When speaking with customers, try the "Problem, Solution, Benefit" framework. Repeat the customer's problem back to them to confirm you heard it correctly and to show your understanding. Share the solution along with the actions the customer can take to solve the problem. Explain the benefit of the solution to solve the problem as well as to avoid future problems and inconveniences.
Here's an example:
- Problem: "I'm sorry to hear that your payment method isn't working on our website."
- Solution: "To resolve this, log into your account and go to Profile > Settings > Payments and re-input your card number. Be sure to include the expiration date and mark the card as your preferred payment."
- Benefit: "This will ensure your payment method is saved so that all future purchases will be easy and quick!"
21. Clear Written Communication
As mentioned above, both what you say and how you say it can greatly impact customer interactions. This is even more important with written communication like email, where it’s difficult to discern tone.
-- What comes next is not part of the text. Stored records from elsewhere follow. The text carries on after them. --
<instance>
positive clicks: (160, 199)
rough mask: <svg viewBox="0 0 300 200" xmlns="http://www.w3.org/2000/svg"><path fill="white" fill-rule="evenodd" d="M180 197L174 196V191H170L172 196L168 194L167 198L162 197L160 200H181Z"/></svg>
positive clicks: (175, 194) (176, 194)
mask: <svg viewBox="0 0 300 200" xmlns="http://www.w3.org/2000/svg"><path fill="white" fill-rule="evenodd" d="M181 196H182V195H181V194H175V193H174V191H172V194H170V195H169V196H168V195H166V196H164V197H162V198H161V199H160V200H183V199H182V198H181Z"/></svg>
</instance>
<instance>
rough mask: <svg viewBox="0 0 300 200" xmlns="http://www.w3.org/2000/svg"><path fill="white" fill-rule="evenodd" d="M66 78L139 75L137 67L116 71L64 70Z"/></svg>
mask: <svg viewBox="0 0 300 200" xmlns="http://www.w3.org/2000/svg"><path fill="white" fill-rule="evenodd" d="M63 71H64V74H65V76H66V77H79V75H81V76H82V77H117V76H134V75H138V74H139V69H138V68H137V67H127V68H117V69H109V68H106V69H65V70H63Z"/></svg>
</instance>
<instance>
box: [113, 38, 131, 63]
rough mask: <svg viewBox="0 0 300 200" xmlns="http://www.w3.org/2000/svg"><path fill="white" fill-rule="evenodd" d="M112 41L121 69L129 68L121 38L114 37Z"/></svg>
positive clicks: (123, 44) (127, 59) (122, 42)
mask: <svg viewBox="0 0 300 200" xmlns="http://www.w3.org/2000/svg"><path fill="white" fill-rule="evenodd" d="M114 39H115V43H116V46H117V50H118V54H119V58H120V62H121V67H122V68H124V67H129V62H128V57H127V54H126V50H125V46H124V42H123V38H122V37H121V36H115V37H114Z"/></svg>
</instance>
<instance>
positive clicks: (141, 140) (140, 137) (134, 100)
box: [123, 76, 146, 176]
If troubleshooting an issue over email, clearly communicate steps using bulleted or numbered lists and use screenshots whenever possible. Visual aids are an excellent tool to help users navigate your site and cut down on mistakes.
22. Desire to Improve
The service team’s work is never done. To excel in this role, you’ll need to continuously hone your skills and increase efficiency. You’ll never stop learning.
Customer Service Areas
- Customer Service Channels
- Customer Retention
While the above customer service skills address specific ways you may interact with customers, these customer service areas address the larger "themes" you may see in your role (or perhaps how your customer service team is organized).
1. Customer Service Channel Mastery
Nowadays, customer service professionals use a myriad of tools. While the above skills apply to any and all customer interactions, some channels may require different skills and best practices.
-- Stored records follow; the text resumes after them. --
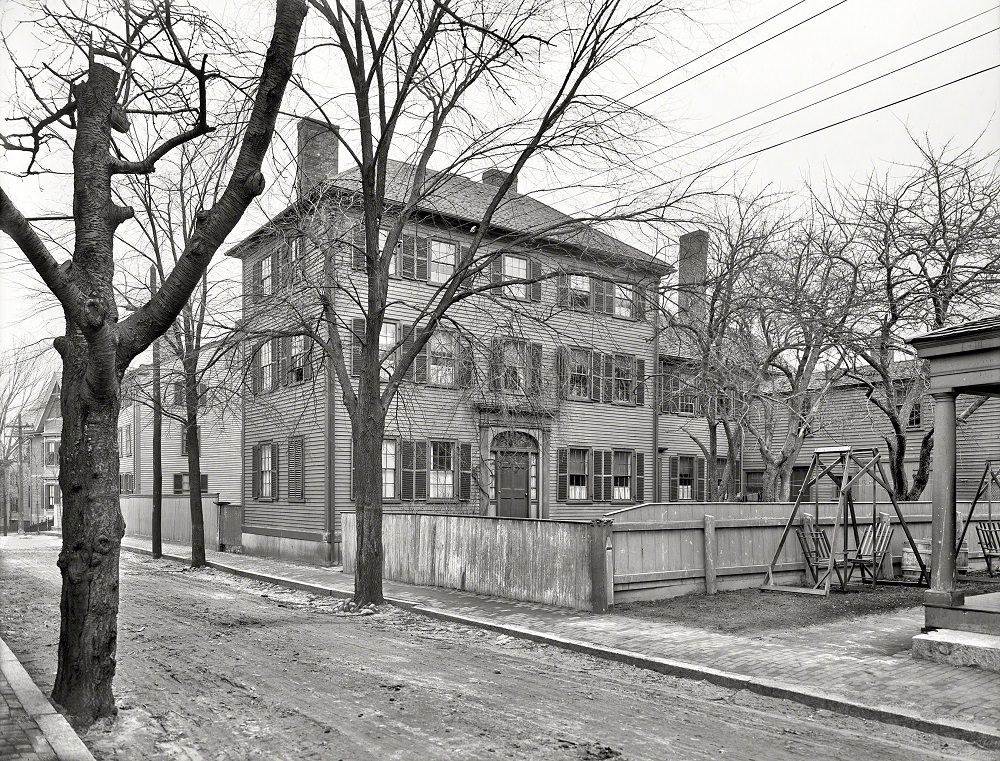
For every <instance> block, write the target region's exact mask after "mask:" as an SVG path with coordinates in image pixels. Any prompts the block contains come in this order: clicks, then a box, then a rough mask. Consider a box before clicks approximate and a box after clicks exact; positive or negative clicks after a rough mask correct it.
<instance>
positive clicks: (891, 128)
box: [0, 0, 1000, 349]
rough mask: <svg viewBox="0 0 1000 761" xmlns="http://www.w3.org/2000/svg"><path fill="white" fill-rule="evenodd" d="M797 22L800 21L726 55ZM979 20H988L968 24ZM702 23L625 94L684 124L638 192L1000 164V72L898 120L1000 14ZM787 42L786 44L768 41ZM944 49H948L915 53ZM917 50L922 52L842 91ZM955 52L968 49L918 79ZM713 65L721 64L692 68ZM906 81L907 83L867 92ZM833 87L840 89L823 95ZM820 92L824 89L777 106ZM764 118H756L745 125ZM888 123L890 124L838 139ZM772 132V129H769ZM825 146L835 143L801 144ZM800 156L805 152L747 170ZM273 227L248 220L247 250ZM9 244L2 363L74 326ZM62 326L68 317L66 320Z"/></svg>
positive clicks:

For example, the synchronicity of a phone conversation can help solve certain problems whereas the asynchronous nature of email or social media may lend itself better to other issues. Moreover, the different channel interfaces require different language, tone of voice, and levels of explanation.
For example, it's easier to demonstrate a solution over email, where you can include screenshots and links. On the other hand, a phone call may make it easier to chat through an issue with a customer who may not need a step-by-step fix.
Customer service channel mastery is an important customer service area to train and hone.
2. Customer Service Management
Customer service management requires some different skills than working directly with customers. Management should create processes on which representatives (and customers) can rely.
This customer service area should focus on training, feedback, process development, onboarding, product training, meetings, and team alignment.
Customer service management is also responsible for the quality of service — ensuring all representatives serve customers with accurate, relevant, timely information. This can be improved through new guidelines and standards.
3. Customer Retention
Retaining customers is less expensive and more impactful than continuously attracting new ones. The customer journey shouldn't cease when a sale is made — delight is an important component of the flywheel. Not only does it keep customers around, but it also incentivizes word-of-mouth marketing, which can bring in more new revenue than your own marketing.
Customer service is at the heart of customer retention. Encourage your team to solve for the long game of customer service — keeping your customers satisfied ... and keeping them, period.
Master These Customer Service Skills and Areas
By choosing to adopt a growth mindset, you give yourself permission to persevere through challenges and come out stronger on the other end.
If you're looking to build your career in a customer-facing role, prioritize these customer service areas and skills. Your customers will thank you!